New Gold Standard for India Trains

Plans to improve the quality of trains in India

Plans to improve the quality of trains in India

30th November 2017: Indian Railways has embarked on an ambitious plan to upgrade 30 passenger trains over a 3 month period to its new ‘Swarn’ or Gold Standard. The budget for this project is 25 crore, which is 250,000,000 Indian rupee, which at the current exchange rate is aprroximately $3.95 million US Dollars.

The Swarn Standard: This ambitious modernisation plan for trains in India will focus on 10 objectives –

  • Improving on-board entertainment systems.
  • Introducing trolley services for catering.
  • Installing automatic doors on toilets.
  • CCTV in all carriages monitored by Railway Police.
  • Vinyl coatings on seats and sleeper berths.
  • Fluorescent strips in the aisle.
  • Improving sanitation by placing dustbins and disposable toilet seat covers in train toilets, and odour control systems in the train carriages.
  • Braille incorporated into existing signage.
  • WiFi in the train carriages.

Which trains are being upgraded: The plan is to upgrade 15 Rajdhani and 15 Shatabdi train services.
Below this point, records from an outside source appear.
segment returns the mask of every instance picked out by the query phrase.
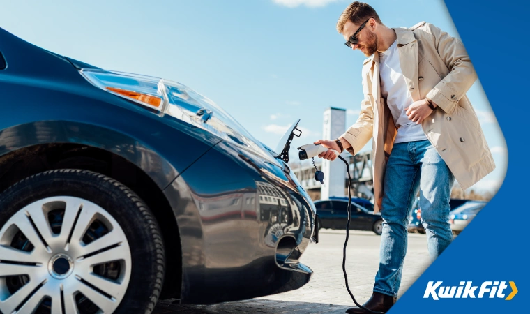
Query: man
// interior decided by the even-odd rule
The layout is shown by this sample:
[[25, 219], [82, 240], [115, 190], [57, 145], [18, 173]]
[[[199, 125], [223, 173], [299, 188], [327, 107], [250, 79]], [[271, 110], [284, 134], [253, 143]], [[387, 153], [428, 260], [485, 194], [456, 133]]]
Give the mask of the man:
[[[495, 167], [465, 93], [476, 75], [462, 43], [422, 22], [388, 28], [368, 4], [354, 2], [337, 30], [367, 57], [364, 99], [357, 121], [335, 140], [319, 140], [351, 154], [373, 137], [375, 211], [383, 234], [373, 294], [364, 306], [387, 311], [395, 302], [407, 252], [407, 215], [420, 192], [421, 220], [432, 260], [453, 240], [449, 200], [455, 178], [466, 189]], [[347, 313], [369, 313], [360, 308]]]

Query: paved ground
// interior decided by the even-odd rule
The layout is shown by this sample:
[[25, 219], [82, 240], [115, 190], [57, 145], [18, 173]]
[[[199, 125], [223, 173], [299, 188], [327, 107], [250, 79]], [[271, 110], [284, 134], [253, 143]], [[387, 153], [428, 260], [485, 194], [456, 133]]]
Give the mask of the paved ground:
[[[346, 257], [349, 287], [358, 302], [372, 294], [379, 266], [381, 237], [372, 232], [350, 231]], [[301, 288], [262, 298], [213, 305], [179, 305], [176, 300], [160, 301], [153, 312], [171, 313], [341, 313], [353, 301], [342, 274], [344, 231], [322, 230], [320, 242], [311, 244], [301, 261], [314, 271]], [[409, 234], [399, 294], [402, 295], [429, 266], [425, 234]], [[174, 304], [173, 302], [175, 302]]]

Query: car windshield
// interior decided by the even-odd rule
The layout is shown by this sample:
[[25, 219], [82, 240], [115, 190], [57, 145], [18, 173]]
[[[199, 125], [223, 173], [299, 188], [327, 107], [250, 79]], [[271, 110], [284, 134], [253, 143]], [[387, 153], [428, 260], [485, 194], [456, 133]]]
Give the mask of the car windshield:
[[485, 206], [486, 203], [483, 202], [468, 202], [457, 207], [452, 214], [476, 214]]

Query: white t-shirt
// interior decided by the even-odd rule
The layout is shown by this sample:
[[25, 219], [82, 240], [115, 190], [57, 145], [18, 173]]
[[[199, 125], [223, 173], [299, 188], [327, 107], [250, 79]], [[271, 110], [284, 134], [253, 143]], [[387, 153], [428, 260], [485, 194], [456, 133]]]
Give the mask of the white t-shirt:
[[421, 128], [421, 124], [416, 124], [416, 122], [409, 120], [404, 110], [414, 100], [412, 100], [403, 77], [403, 73], [401, 71], [397, 43], [397, 40], [395, 41], [386, 51], [379, 52], [381, 94], [386, 98], [386, 103], [392, 112], [395, 126], [399, 128], [394, 142], [427, 140]]

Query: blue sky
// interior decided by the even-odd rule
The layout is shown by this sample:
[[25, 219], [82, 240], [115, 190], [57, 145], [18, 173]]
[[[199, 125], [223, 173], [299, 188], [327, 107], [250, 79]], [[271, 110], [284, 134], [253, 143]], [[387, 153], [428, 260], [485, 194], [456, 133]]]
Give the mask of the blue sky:
[[[188, 85], [273, 148], [301, 119], [303, 134], [296, 147], [321, 137], [329, 107], [347, 110], [347, 126], [358, 117], [365, 57], [348, 50], [335, 30], [350, 2], [3, 0], [0, 27], [100, 68]], [[368, 3], [389, 27], [425, 20], [458, 36], [441, 0]], [[506, 142], [480, 82], [468, 96], [497, 165], [472, 188], [492, 192], [506, 173]], [[363, 149], [370, 149], [369, 143]]]

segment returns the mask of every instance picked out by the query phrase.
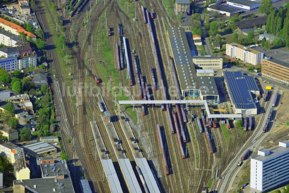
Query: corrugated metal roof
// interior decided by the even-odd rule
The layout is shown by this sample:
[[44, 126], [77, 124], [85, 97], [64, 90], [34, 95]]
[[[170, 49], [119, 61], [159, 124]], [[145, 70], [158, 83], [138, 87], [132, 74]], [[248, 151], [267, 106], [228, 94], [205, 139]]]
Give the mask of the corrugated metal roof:
[[223, 71], [228, 92], [236, 108], [250, 109], [257, 108], [250, 90], [259, 91], [254, 78], [244, 76], [240, 71]]
[[112, 192], [122, 192], [121, 186], [117, 177], [112, 161], [111, 159], [101, 160], [104, 171], [108, 177], [108, 181]]
[[141, 189], [136, 179], [136, 174], [132, 169], [132, 167], [129, 159], [120, 159], [119, 163], [122, 170], [123, 174], [128, 184], [130, 192], [141, 192]]
[[150, 192], [160, 192], [153, 173], [145, 158], [136, 158], [136, 162], [142, 171]]

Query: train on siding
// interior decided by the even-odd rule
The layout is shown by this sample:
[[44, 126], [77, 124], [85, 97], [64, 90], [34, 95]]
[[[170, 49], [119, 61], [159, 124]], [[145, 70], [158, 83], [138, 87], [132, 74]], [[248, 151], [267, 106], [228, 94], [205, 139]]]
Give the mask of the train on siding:
[[163, 160], [164, 161], [164, 171], [165, 172], [166, 174], [169, 174], [168, 166], [168, 162], [167, 161], [166, 159], [166, 152], [165, 152], [164, 147], [164, 142], [162, 139], [162, 135], [163, 132], [164, 131], [163, 131], [163, 133], [161, 132], [161, 129], [160, 127], [160, 125], [158, 124], [157, 125], [157, 128], [158, 129], [158, 132], [159, 134], [159, 139], [160, 139], [160, 143], [161, 144], [161, 148], [162, 149], [162, 153]]
[[100, 101], [98, 101], [97, 104], [98, 105], [98, 107], [99, 108], [99, 110], [100, 110], [100, 112], [103, 112], [104, 111], [103, 108], [102, 106], [102, 104], [101, 103], [101, 102]]
[[276, 103], [277, 102], [277, 100], [278, 99], [278, 96], [279, 96], [279, 94], [278, 92], [277, 92], [275, 95], [275, 96], [274, 97], [274, 99], [273, 101], [273, 103], [272, 103], [272, 106], [273, 107], [275, 107], [276, 105]]
[[179, 125], [177, 121], [177, 118], [176, 117], [176, 115], [175, 112], [173, 111], [172, 113], [173, 117], [173, 118], [174, 122], [175, 122], [175, 126], [176, 127], [176, 132], [177, 132], [177, 134], [178, 137], [178, 141], [179, 141], [179, 145], [180, 149], [181, 150], [181, 157], [182, 158], [185, 158], [186, 155], [185, 155], [185, 152], [184, 151], [184, 148], [183, 147], [183, 144], [182, 143], [181, 140], [181, 135], [180, 134], [179, 129]]

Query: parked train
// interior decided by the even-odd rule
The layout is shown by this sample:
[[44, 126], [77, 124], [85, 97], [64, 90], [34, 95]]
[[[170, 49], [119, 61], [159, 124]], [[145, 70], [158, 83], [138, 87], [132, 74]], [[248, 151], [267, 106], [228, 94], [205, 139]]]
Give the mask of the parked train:
[[252, 130], [252, 116], [250, 114], [249, 115], [249, 130]]
[[244, 115], [244, 131], [247, 130], [247, 117], [246, 115]]
[[98, 105], [98, 107], [99, 108], [99, 110], [100, 110], [100, 112], [103, 112], [104, 111], [103, 108], [102, 106], [102, 104], [101, 103], [101, 102], [100, 101], [98, 101], [97, 104]]
[[203, 132], [203, 128], [202, 127], [202, 125], [201, 124], [201, 122], [200, 121], [200, 118], [198, 116], [197, 118], [197, 122], [198, 122], [198, 125], [199, 126], [199, 129], [200, 130], [200, 132]]
[[[158, 128], [158, 132], [159, 134], [159, 139], [160, 139], [160, 143], [161, 144], [161, 148], [162, 149], [162, 153], [163, 160], [164, 161], [164, 165], [165, 172], [166, 174], [168, 174], [168, 162], [167, 161], [166, 159], [166, 152], [164, 151], [164, 146], [163, 141], [162, 133], [161, 132], [161, 129], [160, 128], [160, 125], [158, 124], [157, 125], [157, 127]], [[164, 132], [164, 131], [163, 132]]]
[[177, 136], [179, 144], [179, 145], [180, 149], [181, 150], [181, 157], [183, 158], [185, 158], [186, 155], [185, 155], [185, 152], [184, 151], [184, 148], [183, 147], [183, 144], [182, 143], [181, 140], [181, 135], [180, 134], [179, 129], [179, 128], [178, 124], [177, 121], [177, 118], [176, 117], [176, 115], [175, 112], [173, 111], [173, 112], [172, 114], [173, 115], [174, 121], [175, 122], [175, 125], [176, 127], [176, 131]]
[[205, 132], [206, 133], [206, 136], [207, 137], [207, 139], [208, 141], [208, 144], [209, 144], [209, 148], [210, 150], [210, 153], [213, 153], [214, 152], [214, 150], [213, 149], [213, 146], [212, 145], [211, 135], [209, 133], [209, 130], [208, 127], [206, 126], [204, 126], [204, 127], [205, 127]]
[[127, 66], [127, 68], [128, 71], [128, 77], [129, 79], [129, 85], [132, 85], [132, 78], [131, 76], [131, 72], [130, 70], [130, 66], [129, 65], [129, 60], [128, 58], [128, 50], [127, 50], [127, 47], [125, 37], [124, 36], [123, 37], [123, 46], [125, 48], [125, 59], [126, 60]]
[[263, 97], [263, 101], [264, 102], [267, 101], [267, 98], [268, 96], [268, 93], [269, 91], [268, 90], [266, 90], [265, 92], [265, 94], [264, 95], [264, 97]]
[[153, 90], [157, 90], [157, 85], [155, 83], [155, 75], [153, 74], [153, 68], [151, 67], [151, 79], [153, 80]]
[[276, 103], [277, 102], [277, 100], [278, 99], [278, 96], [279, 96], [279, 94], [278, 94], [278, 92], [275, 95], [275, 96], [274, 97], [274, 99], [273, 101], [273, 103], [272, 104], [272, 106], [273, 107], [275, 107], [276, 105]]

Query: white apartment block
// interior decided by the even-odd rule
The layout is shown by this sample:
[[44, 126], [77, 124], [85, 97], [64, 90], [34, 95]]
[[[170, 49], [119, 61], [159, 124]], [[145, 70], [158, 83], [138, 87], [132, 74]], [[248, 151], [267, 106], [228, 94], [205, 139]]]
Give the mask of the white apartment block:
[[250, 186], [252, 192], [267, 192], [289, 182], [289, 141], [279, 142], [271, 150], [258, 151], [251, 159]]
[[223, 57], [221, 56], [193, 57], [193, 63], [203, 69], [222, 69], [223, 61]]
[[0, 28], [0, 44], [14, 47], [15, 44], [21, 39], [21, 38], [11, 32]]
[[249, 46], [245, 46], [235, 42], [226, 45], [226, 54], [231, 58], [236, 58], [254, 65], [262, 64], [263, 53]]

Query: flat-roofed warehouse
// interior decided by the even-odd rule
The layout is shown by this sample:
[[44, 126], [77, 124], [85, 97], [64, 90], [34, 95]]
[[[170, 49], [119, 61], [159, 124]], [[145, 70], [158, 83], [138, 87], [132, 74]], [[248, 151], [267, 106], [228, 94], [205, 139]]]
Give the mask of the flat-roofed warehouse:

Rajdhani trains are fully air-conditioned trains and passengers receive complimentary meals on board. There are currently 46 Rajdhani trains in service in India. Shatabdi trains are express day trains, which are fully air-conditioned and upon which which passengers receive free water, juice, tea and coffee. There are currently 52 Shatabdi trains in operation in India.

Analysis: This is promising start to improving the standard of train services in India. However, there are some formidable obstacles for Indian Railways to overcome before any project to improve train services in India has any real impact. Firstly, the scale of the railway network is enormous. This project will only renovate 32% of Rajdhani trains and 29% of Shatabdi train services. Less than a third of India’s premium railway stock and a tiny fraction (0.2%) of the approximately 13,000 passenger train which operate daily on India’s railway network. The second problem is that India’s trains get damaged very quickly. This kind of initiative has been attempted before. For example on the Tejas train from Mumbai to Goa which sustained very heavy damage on the first occasion it carried passengers. Indian Railways will need to address the behaviour of some it travelling public in order to keep the trains in good condition. Thirdly, there is an ongoing issue of maintenance. A common complaint is that the current stock passenger carriages are not maintained very well. It will be of little use installing new upgraded features on trains if they are not maintained properly.